French President Emmanuel Macron said on Monday that 22-year-old Mamoudou Gassama will be awarded for his “exceptional act” with legal papers, citizenship if he wants it and a job with the fire service.
"Bravo," Mr Macron said to Mr Gassama during a one-on-one meeting in a gilded room of the presidential Elysee Palace that ended with the awarding of a medal from the prefecture for "courage and devotion".
Mr Gassama's has been dubbed "Spider-Man" for climbing up five floors, from balcony to balcony, and whisking a four-year-old boy to safety on Saturday night as a crowd screamed at the foot of the building in Paris' northern 18th district.
The astonishing footage of Mr Gassama scaling the building and rescuing the child in just 30 seconds has been shared hundreds of thousands of times on social media.
The young man said he has papers to legally stay in Italy, where he arrived in Europe after crossing the Mediterranean after a long, rough stay in Libya.
However, he wants to join his older brother, who has lived in France for decades.
Mr Gassama, dressed in blue jeans and white shirt, recounted his experience which took place at around 8pm on Saturday when he and friends saw a young child hanging from a fifth-floor balcony. He and his friends had been on the way to watch the Champions League final.
"I ran.
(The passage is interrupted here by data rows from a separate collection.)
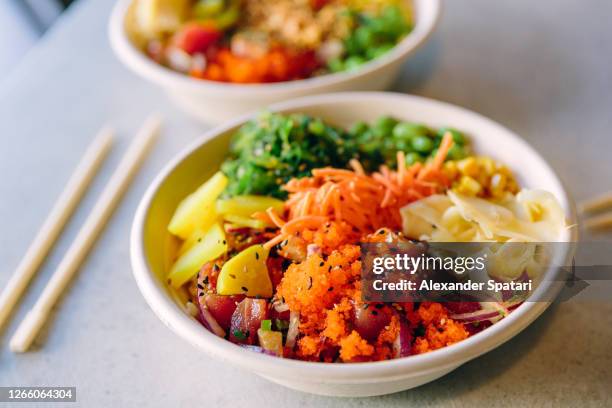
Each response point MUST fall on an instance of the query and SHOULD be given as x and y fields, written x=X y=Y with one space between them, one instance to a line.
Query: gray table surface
x=540 y=68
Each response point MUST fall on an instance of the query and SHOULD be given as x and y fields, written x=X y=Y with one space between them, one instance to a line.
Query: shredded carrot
x=275 y=218
x=298 y=224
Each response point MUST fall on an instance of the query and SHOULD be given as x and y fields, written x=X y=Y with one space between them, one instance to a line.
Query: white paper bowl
x=215 y=102
x=149 y=245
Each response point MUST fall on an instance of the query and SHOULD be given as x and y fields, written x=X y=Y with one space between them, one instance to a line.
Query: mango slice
x=197 y=210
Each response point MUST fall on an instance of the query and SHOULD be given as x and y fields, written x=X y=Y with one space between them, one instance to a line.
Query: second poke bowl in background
x=214 y=101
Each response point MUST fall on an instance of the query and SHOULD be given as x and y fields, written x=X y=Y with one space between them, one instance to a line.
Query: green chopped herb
x=270 y=150
x=266 y=324
x=240 y=335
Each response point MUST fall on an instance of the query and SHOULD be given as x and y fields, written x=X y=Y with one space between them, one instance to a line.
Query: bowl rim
x=142 y=65
x=368 y=372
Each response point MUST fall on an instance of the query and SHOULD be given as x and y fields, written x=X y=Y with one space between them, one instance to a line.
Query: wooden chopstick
x=36 y=317
x=55 y=222
x=597 y=203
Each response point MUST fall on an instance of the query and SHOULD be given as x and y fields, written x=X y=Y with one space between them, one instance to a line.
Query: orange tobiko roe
x=440 y=331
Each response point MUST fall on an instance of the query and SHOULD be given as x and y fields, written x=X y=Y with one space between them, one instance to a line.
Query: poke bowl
x=349 y=362
x=205 y=71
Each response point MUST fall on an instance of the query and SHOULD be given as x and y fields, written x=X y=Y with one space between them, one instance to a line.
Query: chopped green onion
x=266 y=325
x=239 y=334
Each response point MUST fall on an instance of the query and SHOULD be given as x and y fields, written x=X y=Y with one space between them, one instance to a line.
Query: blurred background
x=22 y=23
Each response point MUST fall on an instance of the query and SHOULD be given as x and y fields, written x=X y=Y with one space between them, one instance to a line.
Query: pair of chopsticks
x=64 y=207
x=598 y=204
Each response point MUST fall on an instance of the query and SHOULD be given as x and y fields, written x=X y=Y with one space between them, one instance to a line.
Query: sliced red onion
x=403 y=342
x=478 y=316
x=210 y=322
x=281 y=307
x=294 y=325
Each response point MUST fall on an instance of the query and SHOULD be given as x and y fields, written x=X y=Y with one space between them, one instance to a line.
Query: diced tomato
x=279 y=315
x=247 y=319
x=370 y=319
x=221 y=307
x=207 y=277
x=318 y=4
x=196 y=37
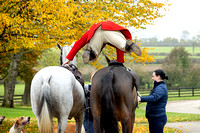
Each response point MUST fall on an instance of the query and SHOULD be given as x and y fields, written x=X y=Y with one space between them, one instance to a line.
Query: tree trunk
x=10 y=80
x=26 y=97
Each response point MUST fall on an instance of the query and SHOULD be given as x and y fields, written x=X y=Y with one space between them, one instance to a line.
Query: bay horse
x=113 y=98
x=55 y=92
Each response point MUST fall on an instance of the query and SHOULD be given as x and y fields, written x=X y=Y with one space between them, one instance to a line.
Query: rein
x=77 y=74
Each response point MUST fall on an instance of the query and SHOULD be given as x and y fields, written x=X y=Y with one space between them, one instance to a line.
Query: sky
x=182 y=15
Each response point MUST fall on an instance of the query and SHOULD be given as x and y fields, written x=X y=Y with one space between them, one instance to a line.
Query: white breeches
x=100 y=37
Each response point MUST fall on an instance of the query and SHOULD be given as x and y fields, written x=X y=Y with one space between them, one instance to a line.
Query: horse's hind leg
x=127 y=125
x=62 y=124
x=79 y=122
x=96 y=124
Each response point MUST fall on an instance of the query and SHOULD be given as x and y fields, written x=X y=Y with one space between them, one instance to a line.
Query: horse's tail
x=108 y=119
x=46 y=124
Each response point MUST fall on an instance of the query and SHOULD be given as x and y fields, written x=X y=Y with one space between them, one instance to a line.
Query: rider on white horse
x=100 y=34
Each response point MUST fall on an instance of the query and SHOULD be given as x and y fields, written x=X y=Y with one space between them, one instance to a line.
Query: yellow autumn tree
x=38 y=24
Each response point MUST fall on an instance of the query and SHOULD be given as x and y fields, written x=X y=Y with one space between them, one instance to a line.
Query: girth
x=76 y=72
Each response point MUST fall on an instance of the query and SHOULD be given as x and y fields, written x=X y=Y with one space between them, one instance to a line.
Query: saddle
x=77 y=74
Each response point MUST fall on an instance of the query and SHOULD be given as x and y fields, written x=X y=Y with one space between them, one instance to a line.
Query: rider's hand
x=66 y=62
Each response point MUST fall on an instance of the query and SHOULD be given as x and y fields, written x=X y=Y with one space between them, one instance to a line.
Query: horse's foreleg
x=62 y=124
x=79 y=123
x=97 y=126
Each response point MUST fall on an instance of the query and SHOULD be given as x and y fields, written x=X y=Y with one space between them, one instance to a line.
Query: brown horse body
x=113 y=99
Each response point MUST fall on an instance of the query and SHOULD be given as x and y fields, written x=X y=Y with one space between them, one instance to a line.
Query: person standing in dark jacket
x=156 y=103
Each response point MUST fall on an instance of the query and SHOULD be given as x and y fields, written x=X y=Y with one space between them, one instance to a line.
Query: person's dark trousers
x=88 y=122
x=156 y=124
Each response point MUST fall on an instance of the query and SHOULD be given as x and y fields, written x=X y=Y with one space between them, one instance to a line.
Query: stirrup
x=132 y=47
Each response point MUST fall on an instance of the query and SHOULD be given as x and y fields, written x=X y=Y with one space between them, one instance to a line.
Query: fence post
x=192 y=91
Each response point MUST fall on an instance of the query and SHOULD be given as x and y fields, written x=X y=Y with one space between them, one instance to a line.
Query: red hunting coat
x=105 y=25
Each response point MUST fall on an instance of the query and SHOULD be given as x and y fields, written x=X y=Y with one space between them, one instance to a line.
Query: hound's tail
x=46 y=124
x=108 y=119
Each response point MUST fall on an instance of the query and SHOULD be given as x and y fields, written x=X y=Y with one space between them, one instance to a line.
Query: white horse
x=56 y=93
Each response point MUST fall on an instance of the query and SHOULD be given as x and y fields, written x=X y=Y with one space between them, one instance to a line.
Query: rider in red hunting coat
x=100 y=34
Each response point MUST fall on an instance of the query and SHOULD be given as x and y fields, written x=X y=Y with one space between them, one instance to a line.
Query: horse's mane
x=76 y=72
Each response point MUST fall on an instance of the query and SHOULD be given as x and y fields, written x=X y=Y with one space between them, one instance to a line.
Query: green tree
x=177 y=66
x=38 y=24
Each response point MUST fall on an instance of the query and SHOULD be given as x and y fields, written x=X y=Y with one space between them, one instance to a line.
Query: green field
x=168 y=49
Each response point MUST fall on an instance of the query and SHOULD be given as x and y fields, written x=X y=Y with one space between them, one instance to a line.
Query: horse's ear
x=58 y=45
x=107 y=59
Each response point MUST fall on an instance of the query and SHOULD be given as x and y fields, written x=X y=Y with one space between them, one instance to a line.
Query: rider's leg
x=117 y=39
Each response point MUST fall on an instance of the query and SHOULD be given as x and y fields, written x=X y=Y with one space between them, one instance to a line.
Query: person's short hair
x=161 y=74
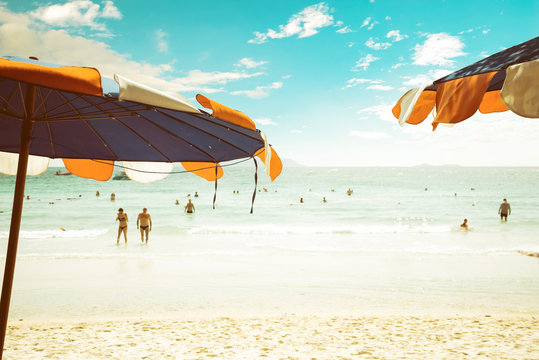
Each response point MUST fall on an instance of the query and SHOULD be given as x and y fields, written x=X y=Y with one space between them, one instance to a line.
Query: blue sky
x=319 y=78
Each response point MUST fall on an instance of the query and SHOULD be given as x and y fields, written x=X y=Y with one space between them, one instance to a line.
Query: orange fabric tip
x=70 y=78
x=422 y=107
x=100 y=170
x=458 y=99
x=276 y=165
x=226 y=113
x=205 y=170
x=492 y=102
x=397 y=108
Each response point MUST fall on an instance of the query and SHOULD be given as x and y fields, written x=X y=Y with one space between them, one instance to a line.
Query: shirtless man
x=190 y=207
x=122 y=218
x=145 y=221
x=504 y=210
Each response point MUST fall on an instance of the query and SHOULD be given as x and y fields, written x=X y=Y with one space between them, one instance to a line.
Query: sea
x=392 y=246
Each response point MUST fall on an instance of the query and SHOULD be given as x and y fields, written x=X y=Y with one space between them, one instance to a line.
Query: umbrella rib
x=133 y=131
x=226 y=127
x=205 y=132
x=100 y=139
x=52 y=142
x=177 y=137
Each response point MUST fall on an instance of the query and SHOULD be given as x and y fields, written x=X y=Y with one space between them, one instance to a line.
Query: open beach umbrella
x=507 y=80
x=73 y=113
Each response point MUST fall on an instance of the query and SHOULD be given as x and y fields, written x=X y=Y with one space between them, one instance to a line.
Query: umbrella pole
x=16 y=213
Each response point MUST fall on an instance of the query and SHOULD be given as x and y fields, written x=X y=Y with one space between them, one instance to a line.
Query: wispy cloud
x=249 y=63
x=259 y=91
x=365 y=62
x=358 y=81
x=376 y=45
x=162 y=44
x=264 y=121
x=345 y=30
x=303 y=24
x=424 y=79
x=396 y=35
x=369 y=23
x=366 y=21
x=370 y=135
x=438 y=49
x=380 y=87
x=77 y=13
x=379 y=112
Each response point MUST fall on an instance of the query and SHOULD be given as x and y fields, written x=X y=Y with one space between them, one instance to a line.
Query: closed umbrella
x=507 y=80
x=91 y=122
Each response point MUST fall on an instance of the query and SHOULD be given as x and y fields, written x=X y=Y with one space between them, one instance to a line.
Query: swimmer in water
x=190 y=207
x=504 y=210
x=145 y=227
x=123 y=219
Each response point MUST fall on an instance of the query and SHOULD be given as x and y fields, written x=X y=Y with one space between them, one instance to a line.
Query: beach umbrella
x=91 y=122
x=507 y=80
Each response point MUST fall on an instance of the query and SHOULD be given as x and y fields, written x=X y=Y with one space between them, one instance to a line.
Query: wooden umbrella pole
x=16 y=213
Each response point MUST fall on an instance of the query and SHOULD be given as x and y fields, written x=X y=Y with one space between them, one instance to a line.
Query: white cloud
x=249 y=63
x=358 y=81
x=396 y=35
x=366 y=21
x=380 y=87
x=377 y=45
x=438 y=49
x=19 y=33
x=370 y=135
x=344 y=30
x=365 y=61
x=303 y=24
x=110 y=11
x=162 y=44
x=259 y=91
x=77 y=13
x=423 y=79
x=264 y=121
x=379 y=112
x=199 y=77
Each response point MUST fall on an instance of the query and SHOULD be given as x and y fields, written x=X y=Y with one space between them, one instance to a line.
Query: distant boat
x=121 y=176
x=62 y=173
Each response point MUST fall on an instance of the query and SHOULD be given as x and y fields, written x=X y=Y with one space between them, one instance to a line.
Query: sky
x=320 y=78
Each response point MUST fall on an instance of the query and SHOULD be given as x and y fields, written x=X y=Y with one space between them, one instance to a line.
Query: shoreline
x=321 y=337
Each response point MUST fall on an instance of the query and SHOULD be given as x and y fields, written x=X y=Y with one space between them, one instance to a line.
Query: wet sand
x=286 y=337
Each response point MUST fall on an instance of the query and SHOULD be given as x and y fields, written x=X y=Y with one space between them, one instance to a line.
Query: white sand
x=288 y=337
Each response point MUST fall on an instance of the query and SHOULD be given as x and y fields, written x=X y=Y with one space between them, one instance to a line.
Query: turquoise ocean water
x=394 y=245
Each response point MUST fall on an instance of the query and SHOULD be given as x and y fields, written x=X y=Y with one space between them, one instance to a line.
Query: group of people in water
x=504 y=211
x=144 y=221
x=144 y=224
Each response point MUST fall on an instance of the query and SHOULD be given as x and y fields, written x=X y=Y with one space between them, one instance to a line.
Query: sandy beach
x=287 y=337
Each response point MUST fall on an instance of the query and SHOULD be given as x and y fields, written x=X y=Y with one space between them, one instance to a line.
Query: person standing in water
x=190 y=207
x=145 y=221
x=504 y=210
x=122 y=218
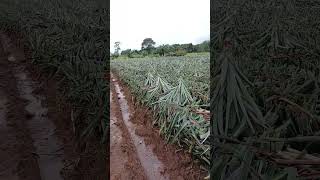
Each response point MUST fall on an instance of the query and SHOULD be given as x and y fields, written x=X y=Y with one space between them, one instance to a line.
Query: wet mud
x=158 y=159
x=36 y=136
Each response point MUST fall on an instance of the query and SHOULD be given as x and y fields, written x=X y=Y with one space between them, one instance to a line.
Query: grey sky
x=165 y=21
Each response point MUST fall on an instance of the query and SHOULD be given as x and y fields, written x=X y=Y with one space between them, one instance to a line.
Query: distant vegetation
x=148 y=49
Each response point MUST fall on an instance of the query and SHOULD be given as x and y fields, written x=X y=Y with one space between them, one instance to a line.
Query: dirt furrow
x=158 y=159
x=28 y=116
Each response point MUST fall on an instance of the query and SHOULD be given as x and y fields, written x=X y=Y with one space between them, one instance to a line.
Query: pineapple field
x=265 y=90
x=53 y=89
x=176 y=91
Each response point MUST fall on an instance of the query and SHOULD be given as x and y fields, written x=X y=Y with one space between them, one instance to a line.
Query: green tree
x=147 y=44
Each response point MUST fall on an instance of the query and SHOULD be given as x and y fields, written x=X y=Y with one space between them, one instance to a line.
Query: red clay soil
x=178 y=164
x=123 y=158
x=18 y=160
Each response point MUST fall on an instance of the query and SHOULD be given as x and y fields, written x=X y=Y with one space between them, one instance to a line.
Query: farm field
x=53 y=90
x=176 y=92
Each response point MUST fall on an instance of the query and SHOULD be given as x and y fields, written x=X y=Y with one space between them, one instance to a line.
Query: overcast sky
x=165 y=21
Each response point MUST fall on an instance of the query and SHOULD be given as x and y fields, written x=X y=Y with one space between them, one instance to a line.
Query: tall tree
x=147 y=44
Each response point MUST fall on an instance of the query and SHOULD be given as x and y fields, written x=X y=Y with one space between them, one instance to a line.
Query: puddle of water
x=42 y=130
x=151 y=164
x=4 y=127
x=3 y=110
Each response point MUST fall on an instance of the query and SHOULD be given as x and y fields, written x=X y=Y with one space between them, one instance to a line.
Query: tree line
x=148 y=49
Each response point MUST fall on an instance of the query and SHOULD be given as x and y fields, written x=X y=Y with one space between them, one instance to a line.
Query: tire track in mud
x=153 y=168
x=158 y=159
x=123 y=159
x=32 y=140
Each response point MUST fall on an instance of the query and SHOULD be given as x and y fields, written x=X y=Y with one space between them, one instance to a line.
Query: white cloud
x=165 y=21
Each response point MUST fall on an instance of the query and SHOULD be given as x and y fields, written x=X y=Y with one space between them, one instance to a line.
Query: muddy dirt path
x=37 y=156
x=131 y=126
x=36 y=136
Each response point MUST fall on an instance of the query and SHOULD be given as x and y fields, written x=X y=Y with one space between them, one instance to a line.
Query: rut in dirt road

I crossed the street to save him," he told Mr Macron during a filmed portion of the meeting.
He said he did not think twice, adding: "When I started to climb, it gave me courage to keep climbing."
God "helped me" too, he said. "Thank God I saved him."
Mr Gassama felt fear when he took the child into the apartment.
"I was trembling," he told Mr Macron.
"Because this is an exceptional act... we are obviously, today, going to regularise all your papers," Mr Macron told him, "and if you wish we will start nationalisation procedures so you can become French."
Mr Gassama told Mr Macron that he arrived in Italy in 2014 after more than a year in Libya, where he was arrested and beaten, "but I wasn't discouraged".
The French president is toughening the nation's approach to immigration, and stressed that not all who make the treacherous journey to Europe can be welcomed, but that Mr Gassama's actions were admirable.